Prefillossera, un vigneto prezioso

Prezioso. È questo l’aggettivo più adatto per definire il vigneto pre fillossera che si estende lungo il profilo di una sciara all’interno del vigneto delle meraviglie della tenuta di Cavanera Etnea. Quando, a partire dal 1863, la fillosera si diffuse in tutto il continente europeo le devastazioni si registrarono su larga scala anche tra i vigneti siciliani; eppure, in alcuni esemplari sono sopravvissuti come le sculture di natura presenti nel nostro vigneto a Cavanera che non hanno masi smesso di produrre. I grappoli di Nerello Mascalese e Cappuccio, così, fioriscono da piante con oltre un secolo e mezzo d’età, coltivate con un sistema di allevamento ad alberello e regolate anch’esse da una potatura corta.

Montedolce, il futuro di Firriato sull’Etna

Sul versante nordest del vulcano, in contrada Montedolce, sono state impiantate di recente le barbatelle che andranno a comporre un nuovo vigneto le cui piante, una volta cresciute, daranno vita ai grappoli del bianco Carricante. Per dare loro forma e prevederne lo sviluppo sia quantitativo che qualitativo, la tecnica di potatura scelta è la cosiddetta di allevamento o di formazione, che creerà germogli non solo grandi e vigorosi, ma capaci in tempi rapidi di raggiungere il primo filo sui si andrà a legare il cordone definitivo.

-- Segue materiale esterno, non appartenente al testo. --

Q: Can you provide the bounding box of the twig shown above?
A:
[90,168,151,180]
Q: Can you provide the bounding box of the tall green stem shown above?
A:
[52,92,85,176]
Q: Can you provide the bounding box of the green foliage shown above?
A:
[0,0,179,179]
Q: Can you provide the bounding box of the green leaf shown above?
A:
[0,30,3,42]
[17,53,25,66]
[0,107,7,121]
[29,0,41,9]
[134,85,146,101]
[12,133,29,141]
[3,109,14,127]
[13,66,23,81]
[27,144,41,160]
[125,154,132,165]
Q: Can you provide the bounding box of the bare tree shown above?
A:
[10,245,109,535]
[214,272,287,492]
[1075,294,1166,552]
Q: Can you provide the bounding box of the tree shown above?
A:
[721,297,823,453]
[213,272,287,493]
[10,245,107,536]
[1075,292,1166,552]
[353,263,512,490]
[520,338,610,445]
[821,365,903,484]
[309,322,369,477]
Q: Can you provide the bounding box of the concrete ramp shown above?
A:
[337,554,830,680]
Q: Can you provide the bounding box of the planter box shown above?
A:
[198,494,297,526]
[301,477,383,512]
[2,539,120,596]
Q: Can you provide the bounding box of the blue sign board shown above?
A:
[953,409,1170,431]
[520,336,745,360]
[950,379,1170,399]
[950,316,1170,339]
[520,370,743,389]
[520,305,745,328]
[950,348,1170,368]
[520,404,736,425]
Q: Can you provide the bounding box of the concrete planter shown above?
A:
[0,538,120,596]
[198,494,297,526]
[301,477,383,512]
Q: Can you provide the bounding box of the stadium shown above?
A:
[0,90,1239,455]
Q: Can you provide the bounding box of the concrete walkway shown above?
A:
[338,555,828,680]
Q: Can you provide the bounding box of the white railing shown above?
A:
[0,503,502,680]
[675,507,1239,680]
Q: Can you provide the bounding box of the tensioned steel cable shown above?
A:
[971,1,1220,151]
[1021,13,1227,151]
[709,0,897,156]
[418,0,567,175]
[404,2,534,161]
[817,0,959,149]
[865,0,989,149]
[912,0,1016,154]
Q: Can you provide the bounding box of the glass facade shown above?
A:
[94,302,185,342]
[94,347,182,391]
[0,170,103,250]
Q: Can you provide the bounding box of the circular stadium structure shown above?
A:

San Teodoro e l’importanza dell’escursione termica

Nel vigneto San Teodoro, a 580 metri s.l.m., vengono alle vati i due Nerelli Mascalese e Cappuccio. Le piante beneficiano delle peculiarità del terreno di trasporto misto, frutto dell’unione tra i terreni riportati dal fiume Alcantara e la sabbia discesa a valle dalle zone più elevate del vulcano. Il microclima, come nel resto della valle, è caratterizzato da importanti fenomeni di escursione termica tra il giorno e la notte, che permettono ai terreni di restare sempre freschi e fertili. Anche in questo vigneto si applica una potatura di allevamento.

Sant’Antonio, la forza della pietra

Pur condividendo la stessa altitudine di San Teodoro (580 m s.l.m.) ed essendo interessato dalla medesima, importante escursione termica giorno-notte, il vigneto di contrada Sant’Antonio presenta delle notevoli differenze sotto il profilo della composizione dei terreni. I suoli dove vengono allevati il Nerello Mascalese e il Nerello Cappuccio, infatti, sono di origine colluviale, nati cioè dai detriti che, a causa della forza di gravità, si sono accumulati alle pendici del vulcano, con una conseguente presenza di pietre e sassi di natura basaltica che li rende ricchi scheletro. Anche qui, trattandosi impianti giovani, il sistema di potatura scelto delle contrade di Montedolce e Sant’Antonio, cioè quello di allevamento o formazione.

Pettino Ciarelli, inno al Nerello Mascalese

Il vigneto di Pettino Ciarelli, posto a 750 m s.l.m., è dedicato interamente al Nerello Mascalaese, con un sistema di allevamento ad alberello e una potatura degli speroni a gemma franca. I terreni sono di matrice vulcanica, con molto scheletro e poca terra. Il vigneto presenta un’ottima esposizione ai venti, in particolare alla tramontana proveniente da nord che, nel periodo della vendemmia, tra fine settembre e i primi di ottobre, consente di avere dei grappoli perfettamente asciutti.